A race that has surged to international prominence in just over a decade, RORC’s Caribbean 600 is now one of the most popular events on the Caribbean circuit and one of the major middle-distance ocean races on Earth. For its 12th edition, the annual race around 11 Caribbean islands drew a record-setting fleet of more than 70 boats and 700 sailors representing at least 37 nations. With a forecast that was atypically light compared to the oftentimes brutal trade winds that dominate the region, 73 teams took to the start under sunny skies and on Monday, February 24, in Antigua.
Unfortunately, Ron O’Hanley’s American Cookson 50 Privateer never made the start. They apparently hit an uncharted rock before the start, smashing off their rudder and forcing them to retire before their race even began. “Our instruments were showing us in 20 feet of water off Half Moon Bay, but we must have hit a rock.” Half Moon Bay lies on the southeast coast of Antigua. “The rudder broke right off. ABSAR (Antigua Barbuda Search and Rescue) got to us in 30 minutes and did a really professional job — we owe them a huge thanks,” said Ron.

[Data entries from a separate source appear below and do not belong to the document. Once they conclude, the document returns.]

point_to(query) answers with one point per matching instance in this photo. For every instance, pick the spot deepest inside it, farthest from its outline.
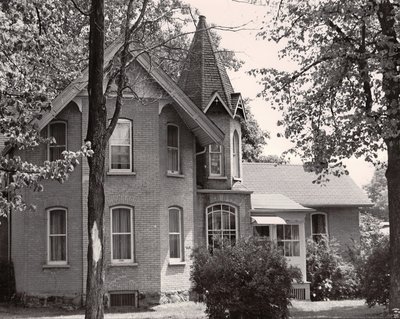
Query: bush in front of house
(248, 280)
(331, 277)
(375, 274)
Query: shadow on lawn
(340, 312)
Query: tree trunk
(393, 180)
(96, 135)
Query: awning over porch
(268, 220)
(275, 203)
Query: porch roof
(275, 203)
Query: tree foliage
(343, 98)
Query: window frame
(178, 148)
(288, 240)
(326, 225)
(57, 262)
(121, 170)
(131, 217)
(221, 156)
(222, 230)
(57, 145)
(181, 251)
(236, 155)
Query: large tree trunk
(96, 135)
(393, 180)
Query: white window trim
(237, 160)
(289, 240)
(122, 261)
(130, 150)
(57, 262)
(48, 135)
(174, 148)
(326, 224)
(221, 155)
(181, 255)
(236, 220)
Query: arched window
(57, 130)
(173, 148)
(236, 155)
(175, 234)
(221, 225)
(122, 234)
(121, 147)
(319, 225)
(57, 236)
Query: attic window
(58, 131)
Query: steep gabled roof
(294, 182)
(204, 73)
(205, 130)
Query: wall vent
(124, 299)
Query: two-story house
(174, 180)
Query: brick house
(175, 180)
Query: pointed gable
(204, 73)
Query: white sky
(259, 53)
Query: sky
(258, 53)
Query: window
(221, 225)
(121, 147)
(215, 152)
(57, 236)
(318, 225)
(288, 239)
(262, 232)
(236, 155)
(122, 235)
(57, 130)
(175, 234)
(173, 148)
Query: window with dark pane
(57, 236)
(121, 146)
(175, 233)
(221, 226)
(173, 149)
(58, 131)
(121, 234)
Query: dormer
(206, 82)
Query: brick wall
(343, 224)
(29, 230)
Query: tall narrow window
(318, 226)
(57, 130)
(288, 239)
(121, 147)
(236, 155)
(221, 225)
(122, 235)
(57, 236)
(173, 148)
(216, 157)
(175, 234)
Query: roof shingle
(294, 182)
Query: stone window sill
(116, 173)
(124, 265)
(176, 263)
(175, 175)
(57, 266)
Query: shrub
(331, 277)
(375, 275)
(248, 280)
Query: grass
(190, 310)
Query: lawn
(190, 310)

It was a drag race to the first turning mark at Barbuda, where much of the fleet parked up in a wind hole before restarting en masse. This phenomenon, not uncommon in a race around 11 islands, has been accentuated this year by the lighter-than-average forecast. No matter how big the wind hole, a maxi-trimaran will find a way to punch through. That’s exactly what the trio of MOD 70s that highlighted the eight-boat MOCRA multihull division did. With Jason Carroll’s Argo, Peter Cunningham’s Powerplay and Giovanni Soldini’s Maserati reunited for the first time since last year’s California Offshore Race Week and Transpac, the three 70-footers picked up where they left off. Argo and Powerplay enjoyed a private match race up front while Maserati languished behind.

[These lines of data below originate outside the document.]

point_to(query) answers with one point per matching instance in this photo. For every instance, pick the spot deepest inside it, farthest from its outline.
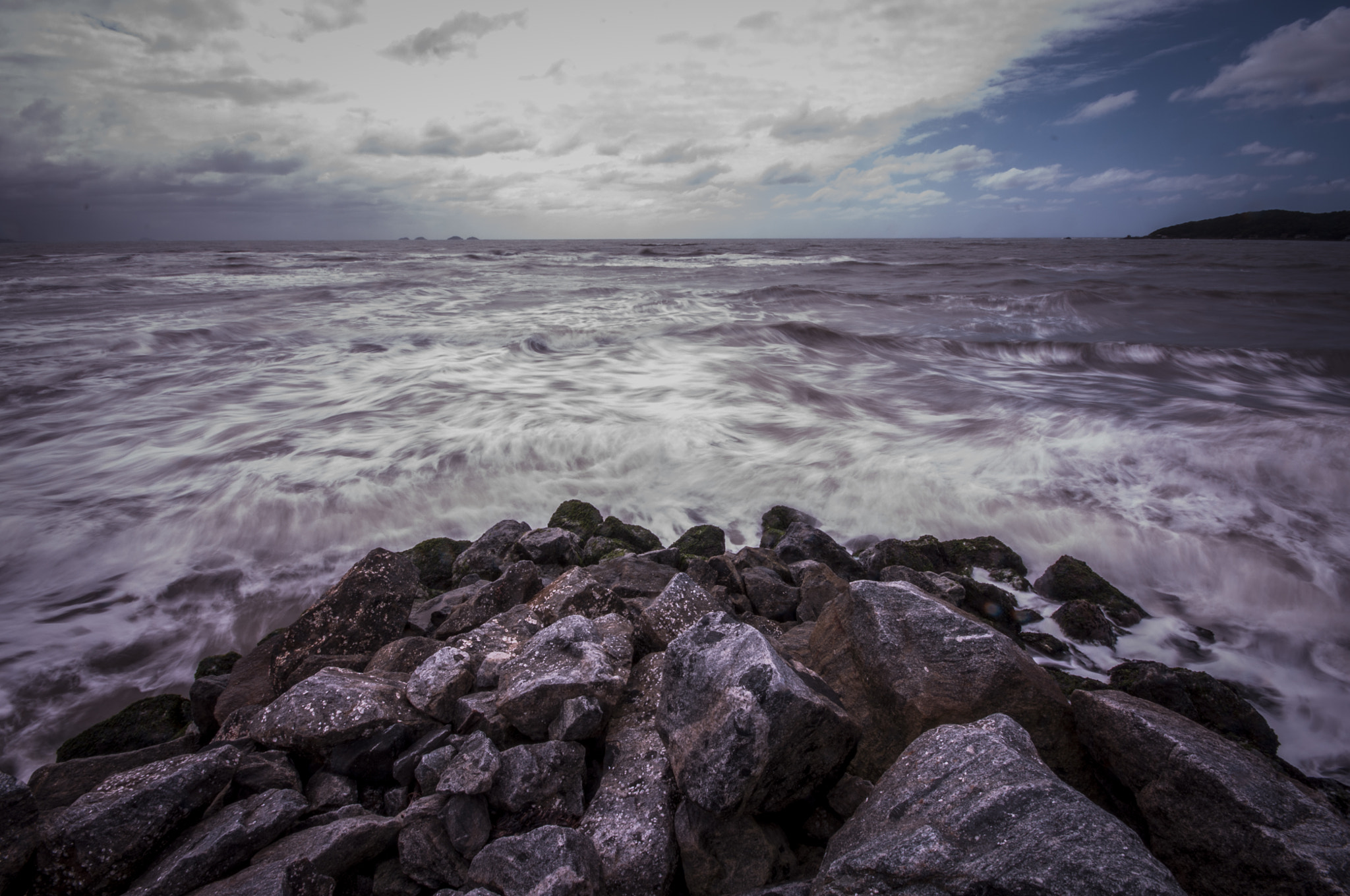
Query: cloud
(1299, 64)
(1034, 179)
(1106, 105)
(453, 36)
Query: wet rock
(220, 845)
(488, 557)
(104, 838)
(1217, 814)
(515, 584)
(568, 659)
(904, 663)
(744, 731)
(724, 856)
(156, 719)
(332, 708)
(1070, 579)
(971, 808)
(520, 865)
(539, 785)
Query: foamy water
(200, 437)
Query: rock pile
(581, 712)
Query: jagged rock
(744, 731)
(442, 679)
(519, 865)
(539, 785)
(680, 605)
(156, 719)
(517, 583)
(104, 838)
(63, 783)
(332, 708)
(568, 659)
(488, 556)
(1217, 814)
(904, 663)
(971, 808)
(724, 856)
(1070, 579)
(221, 844)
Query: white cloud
(1106, 105)
(1299, 64)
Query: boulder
(1217, 814)
(568, 659)
(747, 732)
(724, 856)
(521, 865)
(332, 708)
(220, 845)
(1070, 579)
(103, 840)
(488, 556)
(971, 808)
(156, 719)
(905, 663)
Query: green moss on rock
(154, 719)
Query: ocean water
(199, 437)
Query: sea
(200, 437)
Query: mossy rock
(1071, 579)
(435, 557)
(701, 542)
(154, 719)
(216, 664)
(577, 516)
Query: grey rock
(517, 865)
(1217, 814)
(104, 838)
(221, 844)
(724, 856)
(971, 808)
(744, 731)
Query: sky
(350, 119)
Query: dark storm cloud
(453, 36)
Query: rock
(403, 656)
(539, 785)
(701, 542)
(744, 731)
(435, 562)
(519, 865)
(770, 597)
(724, 856)
(1084, 623)
(216, 664)
(99, 844)
(678, 606)
(363, 611)
(1217, 814)
(332, 708)
(486, 557)
(517, 583)
(565, 660)
(904, 663)
(971, 808)
(221, 844)
(61, 785)
(578, 517)
(1070, 579)
(156, 719)
(1200, 698)
(550, 547)
(442, 679)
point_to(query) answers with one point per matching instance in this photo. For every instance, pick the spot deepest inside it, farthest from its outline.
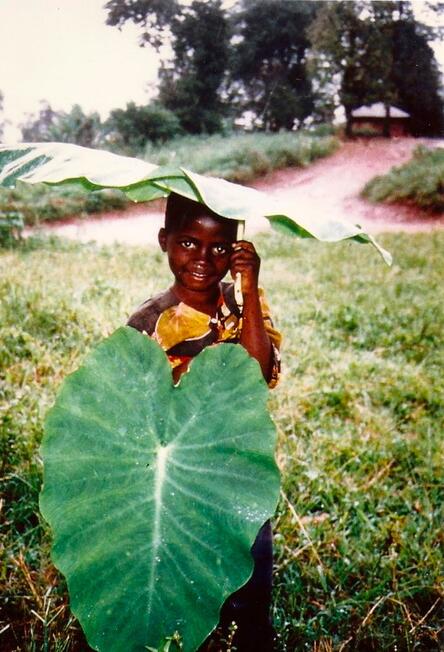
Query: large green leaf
(155, 492)
(56, 163)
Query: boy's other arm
(254, 337)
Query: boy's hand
(244, 260)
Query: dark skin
(200, 253)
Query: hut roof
(377, 110)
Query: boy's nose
(204, 254)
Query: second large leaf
(155, 492)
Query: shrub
(11, 227)
(419, 182)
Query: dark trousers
(249, 607)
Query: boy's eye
(220, 250)
(187, 244)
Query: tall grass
(419, 182)
(359, 412)
(238, 158)
(243, 157)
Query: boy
(197, 311)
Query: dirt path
(331, 184)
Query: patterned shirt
(183, 332)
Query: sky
(62, 51)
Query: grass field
(419, 182)
(236, 157)
(359, 412)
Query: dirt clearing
(329, 186)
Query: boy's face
(199, 252)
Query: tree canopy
(275, 64)
(269, 61)
(380, 53)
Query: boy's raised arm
(254, 337)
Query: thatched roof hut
(380, 120)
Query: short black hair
(179, 210)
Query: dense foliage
(380, 53)
(419, 182)
(359, 411)
(268, 70)
(265, 65)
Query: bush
(419, 182)
(11, 227)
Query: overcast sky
(61, 51)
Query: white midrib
(159, 481)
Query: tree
(191, 86)
(73, 127)
(191, 82)
(379, 52)
(1, 111)
(134, 125)
(269, 62)
(417, 79)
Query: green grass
(38, 203)
(419, 182)
(238, 158)
(359, 412)
(243, 157)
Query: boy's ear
(162, 239)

This match race would extend all the way around the race course, with Argo and Powerplay swapping the lead a number of times in their own private duel. Maserati would come roaring up from behind when the two leaders would slow behind an island only to accelerate away again. At the end of a thrilling 600-mile-long tussle, Peter Cunningham’s Powerplay — again with Northern Californians Matt Noble and Paul Allen aboard — came out victorious. Argo finished just four minutes behind after about 46 hours of racing. Maserati came home two hours later to claim third on line honors. A difference in boat setup and sail inventory sees Argo with a slower handicap however, and therefore Argo beat Powerplay on MOCRA handicap. They all trail Adrian Keller’s fast 78-ft English-flagged cruising cat Allegra, which is still on the racecourse.

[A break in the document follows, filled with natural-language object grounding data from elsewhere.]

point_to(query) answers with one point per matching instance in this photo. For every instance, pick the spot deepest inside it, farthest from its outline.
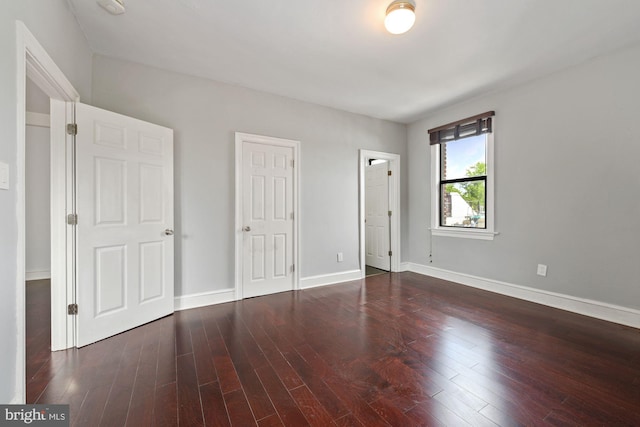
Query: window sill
(464, 233)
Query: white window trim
(465, 233)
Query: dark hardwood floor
(394, 349)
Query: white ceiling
(337, 53)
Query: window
(462, 178)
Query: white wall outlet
(542, 270)
(4, 176)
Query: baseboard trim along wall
(330, 279)
(37, 275)
(186, 302)
(599, 310)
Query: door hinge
(72, 309)
(72, 219)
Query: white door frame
(394, 205)
(32, 61)
(279, 142)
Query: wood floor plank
(165, 410)
(189, 406)
(286, 407)
(238, 409)
(215, 411)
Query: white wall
(567, 152)
(37, 200)
(204, 115)
(56, 29)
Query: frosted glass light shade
(400, 17)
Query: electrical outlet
(542, 270)
(4, 176)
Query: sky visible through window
(463, 154)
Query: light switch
(4, 176)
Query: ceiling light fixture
(114, 7)
(400, 17)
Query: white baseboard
(404, 266)
(599, 310)
(185, 302)
(37, 275)
(330, 279)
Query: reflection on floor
(372, 271)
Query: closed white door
(377, 216)
(124, 175)
(267, 218)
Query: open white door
(377, 216)
(124, 175)
(267, 205)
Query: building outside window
(462, 178)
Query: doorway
(380, 220)
(266, 215)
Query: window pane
(464, 158)
(463, 204)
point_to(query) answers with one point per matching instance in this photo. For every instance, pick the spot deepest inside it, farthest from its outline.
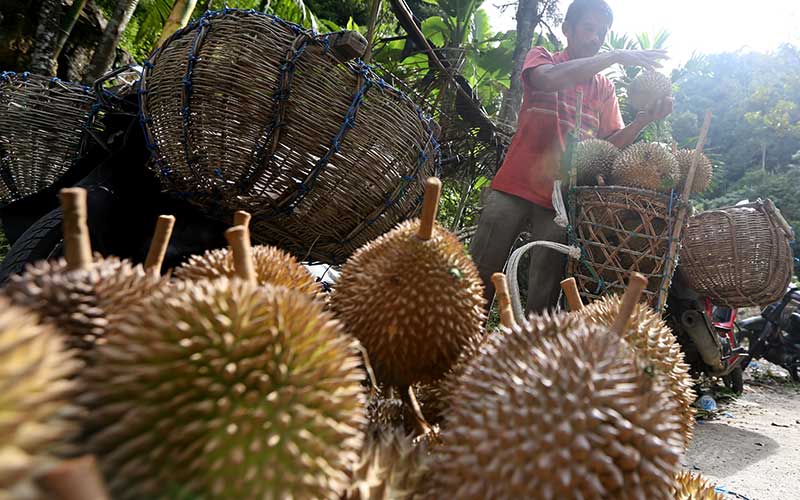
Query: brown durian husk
(559, 408)
(694, 487)
(36, 385)
(657, 348)
(225, 389)
(272, 265)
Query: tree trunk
(527, 20)
(43, 61)
(104, 55)
(67, 24)
(178, 18)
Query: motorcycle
(775, 334)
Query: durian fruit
(79, 294)
(35, 388)
(593, 157)
(656, 346)
(413, 298)
(226, 389)
(694, 487)
(647, 88)
(559, 408)
(647, 166)
(390, 467)
(702, 174)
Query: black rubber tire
(735, 380)
(42, 241)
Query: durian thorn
(241, 218)
(239, 239)
(504, 300)
(570, 288)
(633, 293)
(430, 205)
(77, 245)
(409, 398)
(75, 479)
(158, 248)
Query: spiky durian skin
(272, 265)
(694, 487)
(702, 174)
(594, 157)
(415, 305)
(223, 389)
(82, 303)
(35, 388)
(390, 467)
(647, 88)
(646, 166)
(656, 346)
(557, 409)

In the monohulls, the 2018 Pacific Cup-winning and syndicate-owned Mills 68 Prospector led for much of the race before the Askew brothers’ Volvo 70 Wizard passed her. The monohulls are all still on the course and have quite a ways to go, but it’s beginning to look abundantly clear that the only TP 52 entered in the race is going to walk out with some hardware. Tilmar Hansen’s German-flagged TP 52 Outsider currently sits third on monohull line honors and is leading the IRC Zero division on handicap. Eric de Turckheim’s globetrotting French-flagged 54-footer Teasing Machine — a serious contender in every race that she enters — is also factoring very well, though it is far too early to call a winner.